BEIRUT: The umbrella opposition National Coalition yesterday condemned world powers for failing to act to stop the slaughter in Syria, as missiles killed at least 29 in second city Aleppo.
The remarks by spokesman Walid al-Bunni came after the Coalition had said it would form a government to run “liberated areas” of Syria and was pulling out of several international meetings in protest against world “silence”.
“We cannot continue listening to statements that are not accompanied by action,” Bunni said it remarks to France 24’s Arabic-language channel. “The world has a responsibility to protect (the Syrian people) from a butcher who has been slaughtering them for two years,” a reference to Bashar Assad.
Referring to a meeting of the Friends of Syria group in Rome next Thursday, Bunni said: “We want to say... if you are our real friends, help us to stop the massacres that are being committed against our people”. Late on Friday, the group had said it would not attend meetings in Italy, Russia and the United States to protest against the “shameful” lack of global condemnation of “crimes committed against the Syrian people”.
It had been due to attend the Friends of Syria, and Coalition chief Ahmed Moaz Al-Khatib had also been invited to Moscow.
“The international silence on the crimes committed every day against our people amounts to participating in two years of killings,” a statement said. “We hold the Russian leaders in particular ethically and politically responsible because they continue to support the (Damascus) regime with weapons.”

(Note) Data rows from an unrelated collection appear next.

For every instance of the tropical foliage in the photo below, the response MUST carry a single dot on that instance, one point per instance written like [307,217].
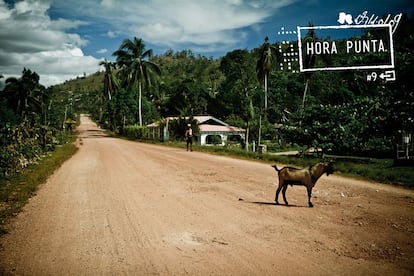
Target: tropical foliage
[337,112]
[32,120]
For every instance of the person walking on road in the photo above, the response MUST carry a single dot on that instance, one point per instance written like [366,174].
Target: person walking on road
[189,137]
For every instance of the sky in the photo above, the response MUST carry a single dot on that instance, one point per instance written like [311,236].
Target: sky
[64,39]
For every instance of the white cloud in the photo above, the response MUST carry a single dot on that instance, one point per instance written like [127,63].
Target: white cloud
[30,38]
[102,51]
[177,23]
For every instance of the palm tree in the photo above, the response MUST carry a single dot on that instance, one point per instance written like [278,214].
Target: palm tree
[20,93]
[135,66]
[309,63]
[264,64]
[110,80]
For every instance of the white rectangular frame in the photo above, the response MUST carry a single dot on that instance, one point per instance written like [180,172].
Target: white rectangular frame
[385,66]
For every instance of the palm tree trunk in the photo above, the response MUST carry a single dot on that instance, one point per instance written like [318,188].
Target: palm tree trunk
[260,129]
[304,94]
[247,137]
[140,102]
[265,79]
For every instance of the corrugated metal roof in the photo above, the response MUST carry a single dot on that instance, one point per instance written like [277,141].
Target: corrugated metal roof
[217,128]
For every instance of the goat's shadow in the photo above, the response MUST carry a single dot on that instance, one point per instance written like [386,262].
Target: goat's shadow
[271,203]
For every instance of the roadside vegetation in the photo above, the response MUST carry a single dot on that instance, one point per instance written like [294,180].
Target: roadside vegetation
[17,189]
[356,122]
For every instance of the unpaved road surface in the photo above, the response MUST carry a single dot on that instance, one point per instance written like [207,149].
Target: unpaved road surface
[121,207]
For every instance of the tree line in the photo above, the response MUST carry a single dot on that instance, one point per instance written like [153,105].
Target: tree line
[338,112]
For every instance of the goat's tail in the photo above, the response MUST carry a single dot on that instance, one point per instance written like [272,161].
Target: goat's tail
[275,167]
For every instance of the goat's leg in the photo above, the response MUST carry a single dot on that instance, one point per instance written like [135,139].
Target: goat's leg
[277,193]
[284,194]
[309,196]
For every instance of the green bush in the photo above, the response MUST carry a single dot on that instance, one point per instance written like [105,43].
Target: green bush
[135,132]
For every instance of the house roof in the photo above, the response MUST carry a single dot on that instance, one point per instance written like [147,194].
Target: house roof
[218,128]
[200,120]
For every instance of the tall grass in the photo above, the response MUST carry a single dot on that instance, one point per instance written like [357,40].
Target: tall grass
[16,190]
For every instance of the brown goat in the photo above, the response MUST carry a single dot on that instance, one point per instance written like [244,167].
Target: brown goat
[305,177]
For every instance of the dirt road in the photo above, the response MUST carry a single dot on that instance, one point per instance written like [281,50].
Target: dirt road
[121,207]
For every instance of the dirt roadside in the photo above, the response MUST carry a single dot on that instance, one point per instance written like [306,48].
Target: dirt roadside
[120,207]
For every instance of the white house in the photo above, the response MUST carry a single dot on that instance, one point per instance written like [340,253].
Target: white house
[212,131]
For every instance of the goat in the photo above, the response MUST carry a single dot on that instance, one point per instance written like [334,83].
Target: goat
[305,177]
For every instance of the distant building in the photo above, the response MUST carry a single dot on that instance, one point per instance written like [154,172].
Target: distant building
[212,131]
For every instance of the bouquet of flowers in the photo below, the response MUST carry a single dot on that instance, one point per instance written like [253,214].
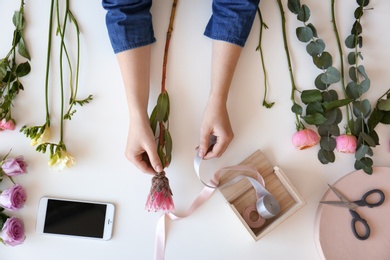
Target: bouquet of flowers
[12,199]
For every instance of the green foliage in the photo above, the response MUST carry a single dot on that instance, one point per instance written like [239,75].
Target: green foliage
[11,71]
[322,103]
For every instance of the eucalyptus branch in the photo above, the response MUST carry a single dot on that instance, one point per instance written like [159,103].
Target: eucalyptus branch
[11,70]
[296,108]
[260,49]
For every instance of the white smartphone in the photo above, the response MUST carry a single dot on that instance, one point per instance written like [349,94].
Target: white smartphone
[76,218]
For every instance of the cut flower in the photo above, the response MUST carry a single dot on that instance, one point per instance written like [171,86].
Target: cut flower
[160,195]
[346,143]
[13,198]
[305,138]
[12,233]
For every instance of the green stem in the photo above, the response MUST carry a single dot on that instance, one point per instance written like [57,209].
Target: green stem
[260,49]
[336,31]
[48,64]
[293,86]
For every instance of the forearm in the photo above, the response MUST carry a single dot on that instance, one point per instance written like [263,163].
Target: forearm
[223,64]
[135,69]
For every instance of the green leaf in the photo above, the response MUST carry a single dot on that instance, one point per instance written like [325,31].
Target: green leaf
[22,49]
[356,28]
[336,103]
[168,145]
[314,107]
[326,157]
[351,58]
[351,41]
[361,152]
[304,34]
[153,120]
[323,61]
[314,119]
[315,47]
[297,109]
[325,130]
[319,84]
[313,29]
[384,104]
[328,143]
[294,6]
[303,14]
[312,95]
[23,69]
[363,2]
[18,20]
[331,75]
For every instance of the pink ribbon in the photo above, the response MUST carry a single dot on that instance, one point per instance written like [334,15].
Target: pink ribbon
[204,195]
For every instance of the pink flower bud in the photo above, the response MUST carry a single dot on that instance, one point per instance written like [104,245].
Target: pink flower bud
[12,232]
[346,143]
[13,198]
[160,196]
[7,125]
[14,166]
[305,138]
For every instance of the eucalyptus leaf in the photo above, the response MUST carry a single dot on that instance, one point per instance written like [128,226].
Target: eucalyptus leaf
[315,47]
[22,49]
[297,109]
[328,143]
[294,6]
[363,2]
[330,95]
[312,95]
[331,75]
[356,28]
[326,157]
[323,61]
[351,41]
[314,107]
[304,34]
[351,58]
[314,119]
[319,84]
[303,14]
[361,152]
[336,103]
[18,20]
[313,29]
[353,74]
[23,69]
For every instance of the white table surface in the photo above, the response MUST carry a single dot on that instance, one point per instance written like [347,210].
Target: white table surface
[96,136]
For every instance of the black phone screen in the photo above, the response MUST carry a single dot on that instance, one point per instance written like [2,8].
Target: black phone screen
[75,218]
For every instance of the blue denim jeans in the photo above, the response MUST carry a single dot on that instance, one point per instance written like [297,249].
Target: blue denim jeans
[129,22]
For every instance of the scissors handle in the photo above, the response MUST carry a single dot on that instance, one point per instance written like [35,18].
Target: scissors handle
[355,219]
[364,201]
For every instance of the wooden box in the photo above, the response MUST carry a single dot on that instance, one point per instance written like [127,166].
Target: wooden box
[242,194]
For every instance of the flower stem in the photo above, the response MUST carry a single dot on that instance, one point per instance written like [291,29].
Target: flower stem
[336,31]
[293,86]
[48,64]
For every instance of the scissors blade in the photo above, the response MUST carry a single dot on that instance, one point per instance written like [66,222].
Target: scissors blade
[340,204]
[339,194]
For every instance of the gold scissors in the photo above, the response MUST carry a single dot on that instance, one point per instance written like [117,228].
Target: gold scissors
[352,205]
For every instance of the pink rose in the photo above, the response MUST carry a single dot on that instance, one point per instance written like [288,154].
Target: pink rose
[12,232]
[7,125]
[305,138]
[13,198]
[14,166]
[346,143]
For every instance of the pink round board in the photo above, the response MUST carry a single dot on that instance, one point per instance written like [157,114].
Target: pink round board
[333,233]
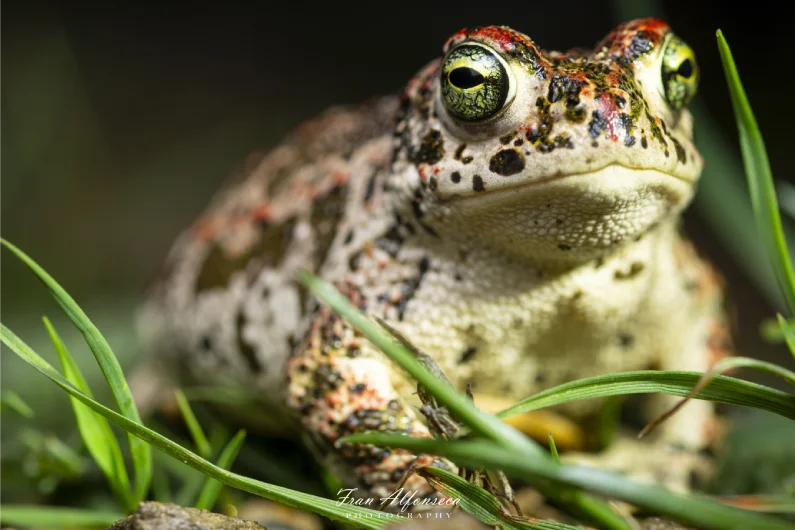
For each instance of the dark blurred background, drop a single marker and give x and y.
(119, 120)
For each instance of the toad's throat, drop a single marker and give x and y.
(607, 175)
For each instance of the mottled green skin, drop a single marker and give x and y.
(534, 245)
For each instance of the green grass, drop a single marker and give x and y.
(494, 445)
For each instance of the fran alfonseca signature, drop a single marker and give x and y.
(399, 497)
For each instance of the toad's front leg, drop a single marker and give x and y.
(337, 388)
(679, 452)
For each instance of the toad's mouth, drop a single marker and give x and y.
(607, 179)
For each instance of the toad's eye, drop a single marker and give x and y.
(679, 72)
(476, 82)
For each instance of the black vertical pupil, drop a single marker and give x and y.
(685, 68)
(466, 78)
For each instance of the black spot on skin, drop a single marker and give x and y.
(370, 191)
(353, 262)
(626, 340)
(506, 139)
(680, 151)
(477, 183)
(431, 150)
(507, 162)
(548, 145)
(467, 354)
(641, 44)
(358, 388)
(597, 125)
(246, 351)
(391, 241)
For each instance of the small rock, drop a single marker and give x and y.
(162, 516)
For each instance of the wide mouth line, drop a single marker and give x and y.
(534, 182)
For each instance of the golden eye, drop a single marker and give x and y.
(679, 72)
(475, 82)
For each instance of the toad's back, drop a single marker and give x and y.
(226, 305)
(514, 213)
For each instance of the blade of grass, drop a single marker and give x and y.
(94, 430)
(480, 503)
(690, 510)
(202, 444)
(212, 488)
(553, 449)
(722, 389)
(788, 332)
(347, 513)
(14, 402)
(141, 452)
(723, 366)
(55, 516)
(760, 179)
(485, 425)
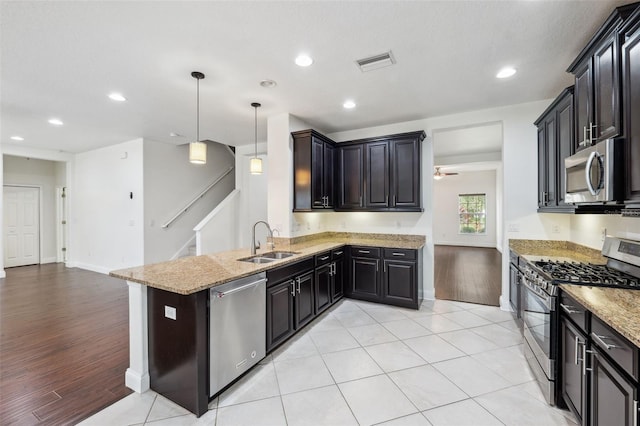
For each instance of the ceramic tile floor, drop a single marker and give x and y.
(449, 363)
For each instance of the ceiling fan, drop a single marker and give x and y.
(439, 175)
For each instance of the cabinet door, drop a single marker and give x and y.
(317, 173)
(552, 160)
(377, 175)
(405, 173)
(350, 174)
(399, 283)
(323, 287)
(337, 281)
(279, 313)
(304, 300)
(631, 96)
(583, 98)
(574, 382)
(612, 396)
(365, 278)
(542, 166)
(565, 131)
(606, 86)
(329, 177)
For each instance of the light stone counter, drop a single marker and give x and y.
(617, 307)
(192, 274)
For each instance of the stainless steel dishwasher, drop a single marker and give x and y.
(237, 335)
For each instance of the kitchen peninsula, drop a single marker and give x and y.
(169, 332)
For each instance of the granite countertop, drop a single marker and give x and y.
(192, 274)
(619, 308)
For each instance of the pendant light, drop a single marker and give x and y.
(197, 149)
(255, 166)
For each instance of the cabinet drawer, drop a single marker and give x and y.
(618, 348)
(400, 254)
(575, 311)
(338, 253)
(373, 252)
(274, 276)
(322, 258)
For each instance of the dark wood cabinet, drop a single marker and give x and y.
(555, 143)
(631, 96)
(323, 277)
(613, 397)
(280, 313)
(377, 175)
(313, 171)
(574, 379)
(597, 71)
(350, 183)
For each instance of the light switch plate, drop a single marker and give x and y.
(170, 312)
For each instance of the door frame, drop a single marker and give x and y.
(40, 214)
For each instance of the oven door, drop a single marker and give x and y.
(538, 312)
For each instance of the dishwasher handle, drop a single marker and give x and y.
(221, 294)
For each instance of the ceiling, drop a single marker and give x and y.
(61, 59)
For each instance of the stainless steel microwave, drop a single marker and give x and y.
(595, 175)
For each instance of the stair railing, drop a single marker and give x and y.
(199, 196)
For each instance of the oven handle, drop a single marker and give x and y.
(547, 301)
(587, 172)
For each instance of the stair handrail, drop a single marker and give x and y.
(199, 196)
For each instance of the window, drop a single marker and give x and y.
(472, 213)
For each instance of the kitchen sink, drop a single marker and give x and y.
(278, 254)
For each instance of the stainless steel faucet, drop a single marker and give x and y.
(255, 246)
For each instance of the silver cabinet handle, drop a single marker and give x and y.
(601, 342)
(568, 309)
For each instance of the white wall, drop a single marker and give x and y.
(45, 175)
(170, 183)
(445, 208)
(107, 229)
(586, 229)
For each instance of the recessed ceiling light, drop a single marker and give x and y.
(304, 60)
(268, 84)
(506, 72)
(117, 97)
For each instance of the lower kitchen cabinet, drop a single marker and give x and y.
(599, 369)
(574, 379)
(279, 313)
(613, 397)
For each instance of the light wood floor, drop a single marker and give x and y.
(468, 274)
(64, 344)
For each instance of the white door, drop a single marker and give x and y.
(21, 226)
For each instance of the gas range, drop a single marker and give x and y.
(621, 271)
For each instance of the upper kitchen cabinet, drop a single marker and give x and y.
(313, 171)
(391, 175)
(597, 73)
(631, 97)
(555, 143)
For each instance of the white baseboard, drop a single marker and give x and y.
(134, 380)
(465, 244)
(95, 268)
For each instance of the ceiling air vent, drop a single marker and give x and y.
(375, 62)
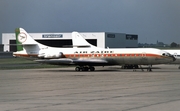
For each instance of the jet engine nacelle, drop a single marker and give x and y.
(50, 55)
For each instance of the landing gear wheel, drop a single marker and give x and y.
(77, 69)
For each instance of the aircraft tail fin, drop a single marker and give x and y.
(79, 41)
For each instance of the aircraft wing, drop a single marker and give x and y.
(67, 61)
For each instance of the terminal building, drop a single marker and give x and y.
(99, 39)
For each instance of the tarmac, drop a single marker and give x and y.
(106, 89)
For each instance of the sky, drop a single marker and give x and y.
(151, 20)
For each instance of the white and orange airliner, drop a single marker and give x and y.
(86, 58)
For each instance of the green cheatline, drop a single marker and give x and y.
(19, 45)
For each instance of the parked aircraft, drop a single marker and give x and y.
(176, 54)
(86, 58)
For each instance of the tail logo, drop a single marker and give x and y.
(22, 37)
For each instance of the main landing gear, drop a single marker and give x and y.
(84, 68)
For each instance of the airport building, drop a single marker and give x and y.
(99, 39)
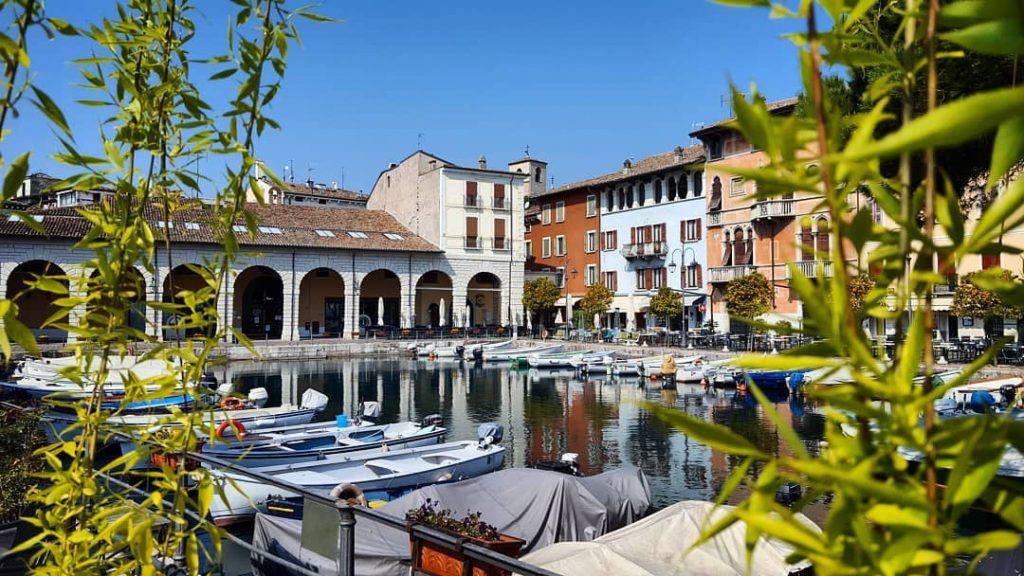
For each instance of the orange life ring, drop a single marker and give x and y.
(240, 429)
(232, 403)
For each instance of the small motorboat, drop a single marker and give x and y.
(556, 360)
(507, 355)
(58, 423)
(267, 449)
(379, 476)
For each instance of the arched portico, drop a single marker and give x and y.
(36, 305)
(259, 298)
(322, 304)
(433, 292)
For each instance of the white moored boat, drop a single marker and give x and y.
(379, 476)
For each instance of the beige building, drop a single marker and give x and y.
(475, 216)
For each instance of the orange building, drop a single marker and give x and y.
(563, 227)
(748, 235)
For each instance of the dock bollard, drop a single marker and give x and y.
(346, 539)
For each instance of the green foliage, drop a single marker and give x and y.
(596, 300)
(970, 300)
(666, 303)
(748, 296)
(19, 436)
(155, 121)
(540, 294)
(887, 517)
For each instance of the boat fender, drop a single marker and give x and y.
(240, 428)
(491, 433)
(232, 403)
(432, 420)
(350, 494)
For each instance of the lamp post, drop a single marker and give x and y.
(684, 340)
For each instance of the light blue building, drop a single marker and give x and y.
(652, 235)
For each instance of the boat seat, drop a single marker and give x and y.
(383, 467)
(308, 478)
(439, 459)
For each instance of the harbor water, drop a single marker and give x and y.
(545, 413)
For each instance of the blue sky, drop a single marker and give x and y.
(584, 84)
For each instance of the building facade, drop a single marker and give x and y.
(475, 217)
(652, 236)
(748, 235)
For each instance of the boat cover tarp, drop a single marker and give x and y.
(656, 546)
(540, 506)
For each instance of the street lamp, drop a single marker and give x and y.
(672, 268)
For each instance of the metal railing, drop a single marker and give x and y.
(771, 209)
(810, 268)
(645, 249)
(728, 274)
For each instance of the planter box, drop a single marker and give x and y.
(435, 560)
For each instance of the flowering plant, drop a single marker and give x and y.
(471, 526)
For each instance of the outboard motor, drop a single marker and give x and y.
(1009, 394)
(489, 433)
(370, 410)
(788, 493)
(432, 420)
(982, 402)
(257, 397)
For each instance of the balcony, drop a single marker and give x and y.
(645, 250)
(772, 209)
(720, 275)
(810, 268)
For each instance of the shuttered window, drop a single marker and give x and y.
(471, 232)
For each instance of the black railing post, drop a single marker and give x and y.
(346, 540)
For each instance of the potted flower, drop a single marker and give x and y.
(436, 560)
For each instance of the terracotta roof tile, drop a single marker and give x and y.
(776, 106)
(297, 224)
(648, 165)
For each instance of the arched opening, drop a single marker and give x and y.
(185, 281)
(483, 300)
(322, 304)
(132, 290)
(380, 298)
(433, 296)
(259, 297)
(35, 305)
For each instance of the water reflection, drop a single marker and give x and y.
(545, 414)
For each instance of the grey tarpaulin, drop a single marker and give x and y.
(657, 545)
(542, 507)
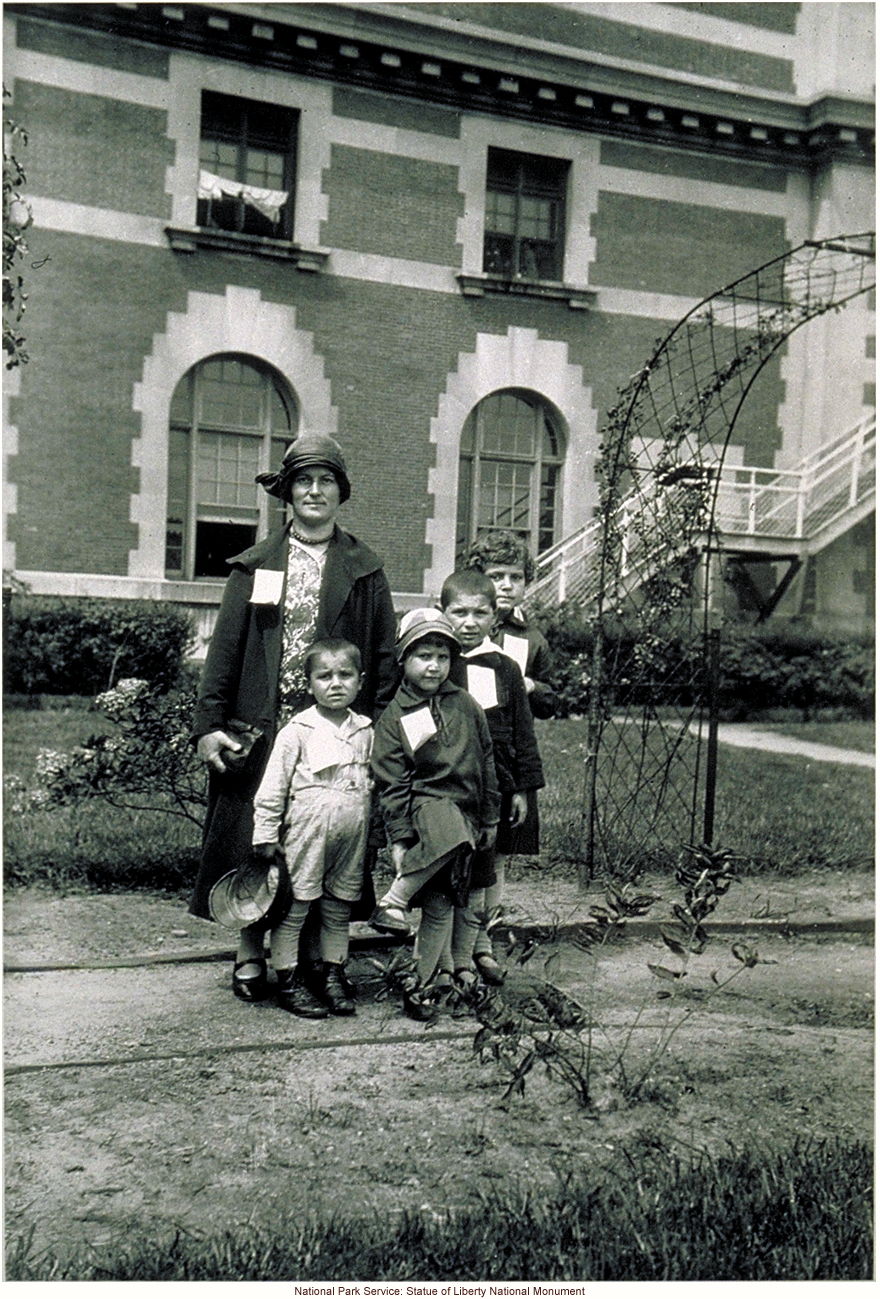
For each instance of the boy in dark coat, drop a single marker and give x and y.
(495, 682)
(436, 778)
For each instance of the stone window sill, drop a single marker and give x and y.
(191, 239)
(478, 285)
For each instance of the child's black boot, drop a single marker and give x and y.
(336, 990)
(294, 995)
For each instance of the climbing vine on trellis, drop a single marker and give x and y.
(649, 580)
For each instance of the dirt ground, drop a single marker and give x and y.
(144, 1099)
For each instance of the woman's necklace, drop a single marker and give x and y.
(308, 541)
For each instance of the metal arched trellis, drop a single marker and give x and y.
(644, 569)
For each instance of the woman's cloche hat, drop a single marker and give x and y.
(256, 890)
(419, 624)
(307, 452)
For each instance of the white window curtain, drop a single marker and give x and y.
(268, 201)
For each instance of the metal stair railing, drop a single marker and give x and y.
(800, 503)
(751, 502)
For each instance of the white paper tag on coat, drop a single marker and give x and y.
(325, 750)
(268, 585)
(517, 650)
(417, 728)
(481, 686)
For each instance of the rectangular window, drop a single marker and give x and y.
(525, 216)
(247, 161)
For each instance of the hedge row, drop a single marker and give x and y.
(83, 646)
(761, 669)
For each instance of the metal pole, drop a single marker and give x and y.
(711, 746)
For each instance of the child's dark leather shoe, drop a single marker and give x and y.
(490, 971)
(295, 996)
(334, 994)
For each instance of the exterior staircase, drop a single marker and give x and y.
(766, 513)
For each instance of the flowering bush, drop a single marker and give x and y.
(147, 764)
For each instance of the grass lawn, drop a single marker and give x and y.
(802, 1213)
(859, 735)
(777, 813)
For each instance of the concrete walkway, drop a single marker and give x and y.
(741, 735)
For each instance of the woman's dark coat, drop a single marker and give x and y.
(241, 677)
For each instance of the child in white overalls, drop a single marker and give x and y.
(313, 802)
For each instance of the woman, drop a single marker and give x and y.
(307, 581)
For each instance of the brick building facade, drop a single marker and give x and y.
(445, 233)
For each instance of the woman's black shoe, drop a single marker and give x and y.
(295, 996)
(251, 989)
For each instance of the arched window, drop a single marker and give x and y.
(510, 469)
(232, 418)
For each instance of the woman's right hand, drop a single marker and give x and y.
(212, 746)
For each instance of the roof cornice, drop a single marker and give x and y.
(385, 50)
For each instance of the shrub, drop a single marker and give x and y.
(146, 764)
(761, 669)
(81, 647)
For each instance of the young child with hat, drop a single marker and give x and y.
(504, 559)
(315, 802)
(436, 778)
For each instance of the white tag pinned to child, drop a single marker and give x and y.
(417, 728)
(268, 585)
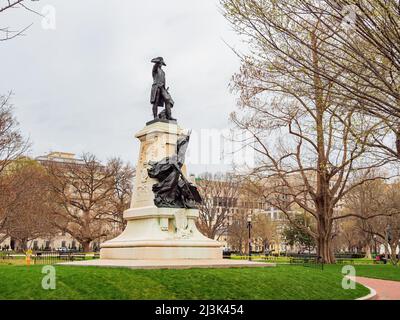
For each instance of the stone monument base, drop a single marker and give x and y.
(168, 264)
(161, 234)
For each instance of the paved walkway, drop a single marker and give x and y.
(385, 289)
(169, 264)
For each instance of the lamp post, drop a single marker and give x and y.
(249, 227)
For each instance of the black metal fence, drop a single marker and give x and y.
(47, 257)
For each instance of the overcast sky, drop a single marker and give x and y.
(85, 86)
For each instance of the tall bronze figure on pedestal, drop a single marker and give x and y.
(159, 93)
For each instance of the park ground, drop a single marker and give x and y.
(284, 282)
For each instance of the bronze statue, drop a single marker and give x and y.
(173, 190)
(159, 94)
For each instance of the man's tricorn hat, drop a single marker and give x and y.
(159, 60)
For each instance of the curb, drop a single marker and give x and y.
(371, 296)
(372, 292)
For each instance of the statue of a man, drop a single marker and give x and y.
(159, 94)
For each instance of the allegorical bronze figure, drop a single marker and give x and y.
(160, 96)
(173, 190)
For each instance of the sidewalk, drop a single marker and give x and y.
(385, 289)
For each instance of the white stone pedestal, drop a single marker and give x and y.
(158, 233)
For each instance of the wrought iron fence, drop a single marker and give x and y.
(311, 262)
(48, 257)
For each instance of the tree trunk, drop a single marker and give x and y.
(393, 256)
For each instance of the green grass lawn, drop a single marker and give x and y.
(281, 282)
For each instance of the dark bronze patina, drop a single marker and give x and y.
(160, 96)
(173, 190)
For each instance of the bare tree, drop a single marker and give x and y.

Bunni also challenged the United States to honour what he said were promises of support for democracy in Syria. “Our visit to Washington is on hold until Washington takes a stance that is in accordance with US statements on its support for democracy.”
Meanwhile around 150 Kurdish women in the war-wracked northern Syrian province of Aleppo have set up a fighting battalion, a monitoring group said yesterday.
“The Kurdish popular committees have set up the first women’s battalion, comprising some 150 women fighters. The battalion is named the Martyr Rokan Battalion,” said the Syrian Observatory for Human Rights.
“While women are now fighting alongside the fighters, pro-regime forces and Kurdish militia, this is the first women’s battalion as such,” said Observatory Director Rami Abdel Rahman.
The Observatory circulated an amateur photograph of the battalion, showing scores of members in military fatigues, standing in rows before their female leadership.
“Women are now playing a major role in the fighting in Syria,” Abdel Rahman said. The women’s battalion was announced in Ifrin, the scene in late 2012 of violence pitting Kurdish fighters against Arab fighters battling the regime.